Hint: Cuprammonium ion is a coordination complex that has copper (\[Cu\]) as a central metal atom and there are four amine groups attached as a ligand with the central metal atom. The central metal atom i.e. \[Cu\] is present in \[ + 2\] oxidation state. Also, copper is a d- block element.

Complete answer:
The IUPAC name of the coordination complex cuprammonium ion is tetraamminecopper (II) ion. Here copper (\[Cu\]) is present as a central metal atom and there are four amine groups attached as a ligand with the central metal atom. The oxidation state of copper (\[Cu\]) is \[ + 2\]
The chemical formula of cuprammonium ion is \[{[Cu{(N{H_3})_4}]^{2 + }}\]
Here, \[Cu\]is present in \[ + 2\] oxidation state i.e. \[C{u^{2 + }}\]. The atomic number of Copper (\[Cu\]) and its electronic configuration of \[Cu\] is \[[Ar]\,3{d^{10}}\,4{s^1}\]. When Copper (\[Cu\]) is in \[ + 2\] oxidation state, then its electronic configuration is \[[Ar]\,3{d^9}\,4{s^0}\]. The d- orbital has nine electrons out of which one electron gets transferred to p- orbital. This is referred to as ‘\[d\]’ to ‘\[p\]’ transference.

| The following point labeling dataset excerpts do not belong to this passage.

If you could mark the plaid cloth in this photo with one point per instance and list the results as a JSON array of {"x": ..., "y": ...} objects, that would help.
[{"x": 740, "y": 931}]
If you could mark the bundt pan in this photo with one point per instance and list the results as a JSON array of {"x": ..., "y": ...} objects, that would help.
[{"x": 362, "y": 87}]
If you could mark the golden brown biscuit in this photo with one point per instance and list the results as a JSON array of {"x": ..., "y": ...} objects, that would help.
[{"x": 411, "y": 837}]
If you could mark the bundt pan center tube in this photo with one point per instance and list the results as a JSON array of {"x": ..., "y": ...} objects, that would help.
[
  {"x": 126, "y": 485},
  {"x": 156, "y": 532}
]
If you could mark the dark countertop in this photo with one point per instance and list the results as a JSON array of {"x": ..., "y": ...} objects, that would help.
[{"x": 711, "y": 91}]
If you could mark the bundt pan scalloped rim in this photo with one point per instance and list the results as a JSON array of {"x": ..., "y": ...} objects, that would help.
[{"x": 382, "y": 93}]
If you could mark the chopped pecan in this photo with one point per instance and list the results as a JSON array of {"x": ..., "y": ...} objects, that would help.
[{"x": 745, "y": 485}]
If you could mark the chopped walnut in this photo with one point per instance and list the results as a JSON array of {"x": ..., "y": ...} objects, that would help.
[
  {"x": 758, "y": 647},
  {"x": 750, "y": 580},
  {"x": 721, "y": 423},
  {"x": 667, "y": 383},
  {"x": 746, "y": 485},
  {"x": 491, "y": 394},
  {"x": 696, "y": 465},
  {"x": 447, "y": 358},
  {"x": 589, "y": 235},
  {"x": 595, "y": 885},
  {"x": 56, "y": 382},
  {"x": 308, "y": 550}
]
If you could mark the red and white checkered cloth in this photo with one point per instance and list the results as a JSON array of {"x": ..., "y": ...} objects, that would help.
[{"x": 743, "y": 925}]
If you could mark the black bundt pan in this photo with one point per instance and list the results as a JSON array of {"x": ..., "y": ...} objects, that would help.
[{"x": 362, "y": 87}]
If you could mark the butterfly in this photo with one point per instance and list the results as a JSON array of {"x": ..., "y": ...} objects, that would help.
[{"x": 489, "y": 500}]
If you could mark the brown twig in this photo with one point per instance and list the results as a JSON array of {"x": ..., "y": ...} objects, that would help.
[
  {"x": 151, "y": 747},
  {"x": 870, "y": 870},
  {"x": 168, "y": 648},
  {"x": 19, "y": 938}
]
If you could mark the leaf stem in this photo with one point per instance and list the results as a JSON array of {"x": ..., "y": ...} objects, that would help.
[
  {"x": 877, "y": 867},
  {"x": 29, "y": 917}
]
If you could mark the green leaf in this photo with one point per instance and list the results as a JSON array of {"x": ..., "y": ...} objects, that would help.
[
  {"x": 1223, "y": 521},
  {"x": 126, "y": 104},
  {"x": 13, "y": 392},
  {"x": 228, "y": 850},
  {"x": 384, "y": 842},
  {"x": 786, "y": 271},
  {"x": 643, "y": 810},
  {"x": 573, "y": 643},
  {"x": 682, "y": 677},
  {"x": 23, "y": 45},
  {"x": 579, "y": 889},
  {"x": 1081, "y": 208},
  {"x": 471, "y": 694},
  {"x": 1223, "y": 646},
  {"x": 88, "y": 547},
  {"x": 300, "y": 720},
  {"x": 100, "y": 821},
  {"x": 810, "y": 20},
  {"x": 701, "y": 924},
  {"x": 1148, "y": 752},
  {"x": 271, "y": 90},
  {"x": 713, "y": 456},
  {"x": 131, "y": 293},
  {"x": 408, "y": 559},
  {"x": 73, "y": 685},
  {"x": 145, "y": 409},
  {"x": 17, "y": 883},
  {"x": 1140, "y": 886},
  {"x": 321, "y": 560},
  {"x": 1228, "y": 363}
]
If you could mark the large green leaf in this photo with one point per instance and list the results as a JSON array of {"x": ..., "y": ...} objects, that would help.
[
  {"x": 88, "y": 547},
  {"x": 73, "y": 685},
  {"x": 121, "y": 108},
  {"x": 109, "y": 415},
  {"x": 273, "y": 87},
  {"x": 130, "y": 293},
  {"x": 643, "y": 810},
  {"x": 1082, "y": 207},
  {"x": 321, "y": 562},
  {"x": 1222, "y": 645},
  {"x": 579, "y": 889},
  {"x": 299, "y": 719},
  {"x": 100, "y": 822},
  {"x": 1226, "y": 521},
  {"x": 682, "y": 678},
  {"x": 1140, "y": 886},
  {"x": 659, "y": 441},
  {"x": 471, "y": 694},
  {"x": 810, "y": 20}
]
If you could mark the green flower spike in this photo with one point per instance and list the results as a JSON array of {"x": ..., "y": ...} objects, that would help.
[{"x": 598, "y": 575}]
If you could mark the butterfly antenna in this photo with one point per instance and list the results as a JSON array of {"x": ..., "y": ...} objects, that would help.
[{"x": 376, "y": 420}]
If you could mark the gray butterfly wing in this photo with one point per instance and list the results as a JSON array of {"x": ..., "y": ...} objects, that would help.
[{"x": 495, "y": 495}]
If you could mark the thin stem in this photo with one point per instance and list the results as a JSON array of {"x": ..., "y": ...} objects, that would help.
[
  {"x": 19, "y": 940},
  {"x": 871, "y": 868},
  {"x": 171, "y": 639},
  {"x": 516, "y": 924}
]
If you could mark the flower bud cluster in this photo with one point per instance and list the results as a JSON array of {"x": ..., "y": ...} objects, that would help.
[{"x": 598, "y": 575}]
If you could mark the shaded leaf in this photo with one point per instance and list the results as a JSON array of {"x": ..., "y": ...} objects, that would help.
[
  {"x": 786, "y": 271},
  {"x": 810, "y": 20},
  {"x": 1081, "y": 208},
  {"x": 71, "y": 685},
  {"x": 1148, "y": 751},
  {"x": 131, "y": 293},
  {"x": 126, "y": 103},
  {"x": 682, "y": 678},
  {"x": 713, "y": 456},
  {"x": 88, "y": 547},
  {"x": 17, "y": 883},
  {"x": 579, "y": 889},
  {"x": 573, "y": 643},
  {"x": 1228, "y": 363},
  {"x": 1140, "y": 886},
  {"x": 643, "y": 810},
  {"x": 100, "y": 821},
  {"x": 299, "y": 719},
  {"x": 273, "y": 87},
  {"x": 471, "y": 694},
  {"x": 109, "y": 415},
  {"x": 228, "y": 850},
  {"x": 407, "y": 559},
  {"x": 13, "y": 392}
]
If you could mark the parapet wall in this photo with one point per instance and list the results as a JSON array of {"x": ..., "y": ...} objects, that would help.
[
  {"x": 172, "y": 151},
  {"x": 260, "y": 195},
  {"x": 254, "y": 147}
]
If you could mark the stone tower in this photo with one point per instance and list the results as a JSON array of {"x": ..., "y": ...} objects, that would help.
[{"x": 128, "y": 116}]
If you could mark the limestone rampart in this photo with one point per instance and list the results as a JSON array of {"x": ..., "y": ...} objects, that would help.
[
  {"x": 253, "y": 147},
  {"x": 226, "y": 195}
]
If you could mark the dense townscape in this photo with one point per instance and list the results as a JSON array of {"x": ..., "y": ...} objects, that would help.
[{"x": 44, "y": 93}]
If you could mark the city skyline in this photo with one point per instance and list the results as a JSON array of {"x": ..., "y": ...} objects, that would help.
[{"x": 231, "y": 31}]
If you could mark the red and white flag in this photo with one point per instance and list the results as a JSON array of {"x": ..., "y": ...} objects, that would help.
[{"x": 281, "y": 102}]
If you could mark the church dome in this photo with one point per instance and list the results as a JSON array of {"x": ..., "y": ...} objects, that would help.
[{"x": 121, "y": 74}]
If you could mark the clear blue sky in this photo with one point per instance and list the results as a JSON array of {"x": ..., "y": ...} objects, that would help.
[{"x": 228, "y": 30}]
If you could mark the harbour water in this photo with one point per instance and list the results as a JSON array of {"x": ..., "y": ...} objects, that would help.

\[\boxed{ \uparrow \downarrow }\boxed{ \uparrow \downarrow }\boxed{ \uparrow \downarrow }\boxed{ \uparrow \downarrow }\boxed \uparrow \,\,\,\,\,\,\,\boxed{}\,\,\,\,\,\,\boxed{}\boxed{}\boxed{}\]
\[\,\,\,\,\,\,\,\,\,\,3d\,\,\,\,\,\,\,\,\,\,\,\,\,\,\,\,\,\,\,\,\,\,\,\,\,\,\,\,\,\,\,4s\,\,\,\,\,\,\,\,\,\,\,4p\]
The unpaired electron in d- orbital is transferred to p- orbital
\[\boxed{ \uparrow \downarrow }\boxed{ \uparrow \downarrow }\boxed{ \uparrow \downarrow }\boxed{ \uparrow \downarrow }\boxed{}\,\,\,\,\,\,\,\boxed{}\,\,\,\,\,\,\boxed{}\boxed{}\boxed \uparrow \]
\[\,\,\,\,\,\,\,\,\,\,3d\,\,\,\,\,\,\,\,\,\,\,\,\,\,\,\,\,\,\,\,\,\,\,\,\,\,\,\,\,\,\,4s\,\,\,\,\,\,\,\,\,\,\,4p\]
Since, \[N{H_3}\] is a strong field ligand hence, here hybridization will be \[ds{p^2}\]which indicates that the structure of the compound will be square planar.
Hence, the shape of the cuprammonium ion \[{[Cu{(N{H_3})_4}]^{2 + }}\] is Square Planar.
Hence, the correct answer is an option (D).

Note:
However, \[C{u^{2 + }}\] usually adopts a distorted octahedral geometry. This distortion is due to the Jahn- Teller distortion. All the cupric complexes irrespective of the kind of ligands are always \[ds{p^2}\] square planar hybridization. Remember, copper is a d- block metal which is also known as a transition metal. Transition metal shows a magnetic moment due to the presence of unpaired electrons in d- orbitals. If there are no unpaired electrons, then it is diamagnetic in nature.